One such potential candidate — former United Nations Ambassador John Bolton, an ardent Obama critic if there ever was one– called it a “tremendous accomplishment” and a “major milestone.” It is, he told The Daily Caller, “very important for America to demonstrate that no one attacks us with impunity.”

But as the immediate celebration slowly begins to fade and campaign season inches closer and closer, it’s hard to speculate just to what extent the killing of bin Laden will help in President Obama’s re-election quest. Presidential elections are typically determined by economic numbers, but killing the mastermind behind the September 11, 2001 attacks seems hardly insignificant.

While there is little agreement on how bin Laden’s death impacts 2012, observers from all sides are careful not to over-analyze.

“We are so far from election 2012 that only a fool would make predictions,” Democratic political consultant Paul Begala told The Daily Caller. “But over time the best policy is the best politics. And there’s no doubt that Bush followed bad policy in taking his eye off bin Laden.”

“By contrast,” added Begala, “President Obama kept his word and killed bin Laden. God bless him for doing so.”

Most who downplay the importance of killing bin Laden to Obama’s bid for re-election point to history.

Political consultant Phillip Stutts, for example, noted to TheDC that both former Bush presidents did not receive much help (if any) from their military victories in the voting booth.

“I think that Democrats that can, a year and a half out, claim this is the issue that could win them the race are sorely mistaken by not studying history,” said Stutts.

In 1991, a Times/CBS News poll was conducted toward the end of Operation Desert Storm. At that point, President George H.W. Bush had an 88 percent approval rating. Nonetheless, he went on to soundly lose to Bill Clinton the following year.

After Saddam Hussein was caught in 2003, President George W. Bush saw a spike in his approval rating, but only went on to win reelection in 2004 with 50.7 percent of the vote. In other words, Democrats cannot expect the killing of bin Laden to translate into an easy 2012 victory.

“We said the same thing in 2003 when Bush said ‘Mission Accomplished,’” Stutts told TheDC. “And we all went crazy and said it would be a breeze of a reelection, and we learned it wasn’t.”

“A lot of things will happen in next year and a half,” Stutts added, “and if they believe this will be deciding issue, they’re incredibly naïve.”

However, according to Larry Sabato, director of the University of Virginia’s Center or Politics, the killing of bin Laden will likely help Obama neutralize the Democrats’ traditional perceived weakness on national security issues.

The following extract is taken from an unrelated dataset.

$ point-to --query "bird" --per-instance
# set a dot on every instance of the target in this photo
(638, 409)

“Any charge about defense or national security is likely to elicit a one-name answer: Bin Laden,” said Sabato. “And that is likely going to be enough to neutralize any attack on defense and national security grounds.”

It will be a “We did what you couldn’t in seven years” Democratic message, he said. And that, added Sabato, will be hard for Republicans to counter – even more than a year down the road.

“It pumps up Democrats…while satisfying swing independent voters,” he said. “Republican voters won’t be swayed by Obama’s answer, but then they are already firmly in the opposition camp.”

But the extent to which Obama’s foreign policy moves will distract from the economy remains to be seen. It was reported Friday that economic growth for the first quarter of 2011 was significantly slower than expected. Republicans can be counted on to focus on all things economy-related moving forward.